Culture Centre and Kindergarden (CADI) Tlatenchi represent two projects developed jointly, although on separate sites commonly referred to as "residual lots". When approaching the creation of public spaces, it is crucial to maximise their potential beyond established boundaries, and in this particular case, to focus on generating intersections, concentration and meaning.
Tlatenchi is a community belonging to the municipality of Jojutla in Morelos, both projects are integrated into a housing context so a design premise was to maintain coherence between the two projects, given that, although they are only a 5 minute walk from each other, they lack a direct physical connection. For this reason, an integration of the landscape and the structures was sought through the use of uniform materials in terms of colour, layout and structural solutions through a system of Catalan vaults, allowing both to be perceived as a single entity.
In both cases, the natural flows that residents used to have between one street and the other were considered, which implied the reintroduction of the original street formed by the path of previous use, the natural crossing. The concentration of individuals in these spaces generated a nodal point in each centre, which translated into a grandstand in the Casa de Cultura and a courtyard in the case of the CADI.
Reviving the vault - Meaning
A key feature was the contemporary incorporation of the brick vault, which in modern architecture allows to take advantage of its structural functionality, versatility and expressiveness. This approach involved a revision of the craft of the master bricklayer who builds it, whose knowledge has been passed down from generation to generation in Tlatenchi, as well as the integration of the materials with the particular dimensions of the site and the time in which it is found. This system, which local craftsmen master effectively, was implemented to cover large spaces without the need for intermediate supports and to improve the circulation of air inside the spaces.

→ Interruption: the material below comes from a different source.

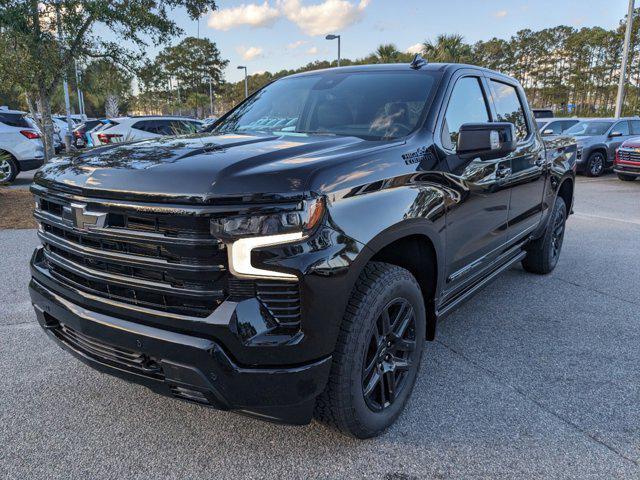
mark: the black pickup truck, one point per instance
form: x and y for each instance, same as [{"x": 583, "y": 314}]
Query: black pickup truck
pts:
[{"x": 292, "y": 260}]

Given the knowledge of the seismic susceptibility in the Jojutla region, a reinterpretation of the Catalan vault was chosen with the main purpose of avoiding the self-construction of multiple levels without adequate structural knowledge, to prevent tragedies like the one that occurred in the 2017 earthquake, where lack of planning and unadvised construction led to the damage or collapse of thousands of buildings.In construction terms, exposed load-bearing walls serve as the foundation of the structural system.These walls were created using extruded brick, while clay brick was reserved for the vaults. The materials extend to the courtyards, stairways and walkways, which are paved with familiar clay tiles.
As well, the area experiences a predominantly hot and humid climate for much of the year, the selection of materials in architectural design plays a key role in the thermal regulation of spaces. This is particularly important in public buildings that require low maintenance and where the option of air conditioning may not be feasible. Therefore, louvres and openings were incorporated to allow cross-ventilation to regulate temperature.
Each of these elements contributed to the coherence between the two plots as a whole. Authentic public space arises from genuine citizen participation, which gives rise to indispensable presences and forces that transform these spaces into environments of encounter and active participation beyond the physical structures. This vision allows them to be perceived as the central component of an enveloping sphere of activity.